Murray also accused the Scottish Greens of losing "the plot" over the spat with Greenpeace.

Green MSP Ross Greer said earlier this week that Greenpeace "don't really understand Scotland", while Harvie said "Greenpeace - understandably - are more plugged in to UK politics, than Scottish politics".

The Labour MP said: "The Green Party has been captured by ideological nationalists and a lot of people in the party are apoplectic about where the party has gone.

"You're either the Green Party that cares about the environment or you're not. If you're diverted away from that then what's the point of the Green Party. They've lost the slot. The pull of the gas guzzling ministerial cars is more important than saving the planet."

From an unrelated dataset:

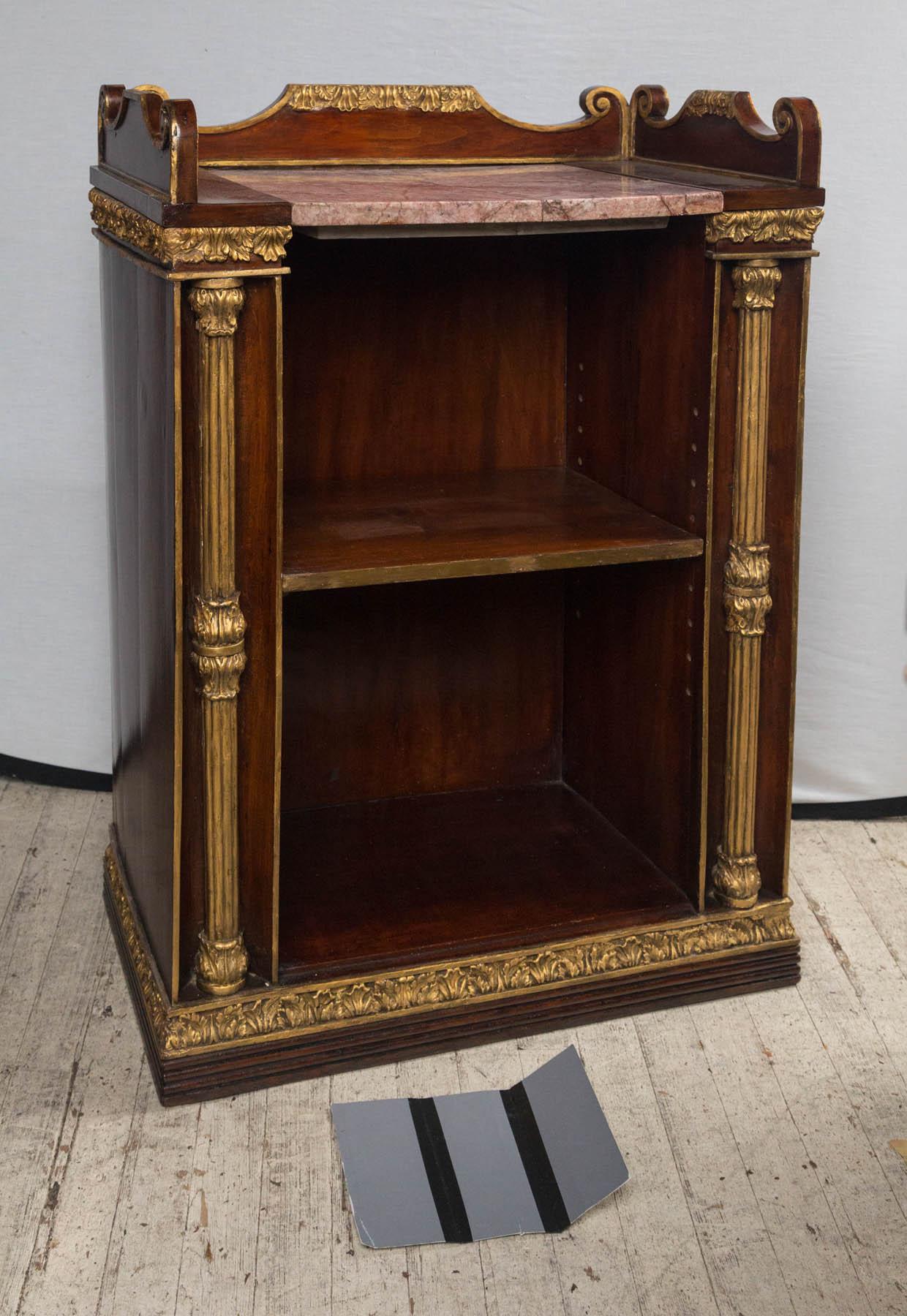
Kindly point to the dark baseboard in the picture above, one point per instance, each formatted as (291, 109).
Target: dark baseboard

A spokesperson for the Scottish Greens said: “If anyone is qualified to talk about losing the plot, it’s Scottish Labour’s solitary MP. You’d think he’d welcome what the Greens have already brought to government: Free bus travel for young people, billions for warmer homes, Living wage guarantees on government contracts and a pay rise for social care staff.

“Meanwhile, Greenpeace and the Scottish Greens are absolutely united in believing there is no place for new oil and gas expansion. Labour’s position on oil, gas and nuclear is anyone’s guess.

“With Greens in government, Scotland is finally facing up to the reality that continual fossil fuel extraction, so-called ‘maximum economic recovery’, is incompatible with climate action.”